Dans les diverses sociétés, il y a toujours des préjugés, des concepts préalables de ce qui est le meilleur, le bon, le pur. Des préjugés qui servent de matières aux religieux, aux intérêts économiques, et qui ont également été tissés par des vicissitudes, des accidents ou même des processus historiques constants d'agglutination et de dissociation. En général, les tiroirs secrets, les modèles fondés sur des préjugés, lorsqu’ils ne sont pas appliqués positivement, engendrent la honte. Avant la libération sexuelle, par exemple, être mère célibataire, ne pas savoir le nom du père de ses enfants, était une flétrissure, une source de honte. Dans le monde contemporain, cela a été dépassé, et l'une des plus grandes sources de honte de nos jours est la pauvreté, la vie modeste. Les individus ont honte de ne pas faire partie de cercles privilégiés, de ne pas avoir fait de chirurgies esthétiques rajeunissantes, de ne pas circuler dans des espaces d'ostentation. Les masques de la honte sont désormais remplacés par les masques de réussite. La honte est de ne pas afficher des dents, des cheveux dictés par des standards et des marques renommées. Dans ce contexte, le masque de réussite protège et ouvre des portes. Il n'y a pas de punition.

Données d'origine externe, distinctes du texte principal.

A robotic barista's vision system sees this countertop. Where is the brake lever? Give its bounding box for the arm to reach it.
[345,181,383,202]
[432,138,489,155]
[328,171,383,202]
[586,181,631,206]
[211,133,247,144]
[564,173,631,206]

Les idoles pop stars, les footballeurs célèbres renvoient à des masques de réussite que les jeunes, de façon générale, veulent imiter, que ce soit en devenant un joueur de football, par exemple, ou en exhibant par leurs bijoux, leurs baskets et leurs sweat-shirts les marques et les trajectoires de ceux qu'ils vénèrent. Imiter, c'est s'égaler, et ce rapprochement est magique, puisqu'il ignore et nie les individualités, c'est le processus qui catapulte des rêves, qui cache des hontes, qui nie ce qui est considéré comme laid, pauvre, méprisé. La honte, de nos jours, c'est être ce que l'on est, car ce qui compte, c'est de paraître ce que l'on désire être.
Historiquement, le système judiciaire suit l'évolution des idées, des valeurs, des droits et des devoirs. Les masques de la honte sont aujourd'hui des pièces de musées, ils ne font plus partie des systèmes de punition. De nos jours, avoir honte de crimes commis est chose rare.
De nos jours, la honte se restreint à l'exposition des processus de discrimination et d'ajustement de ceux qui font tout converger vers la recherche de satisfaction de leurs besoins pour survivre et à la fois pour se montrer et signifier, pour parvenir à satisfaire des désirs dans une quête désespérée du masque qui puisse signifier humanité.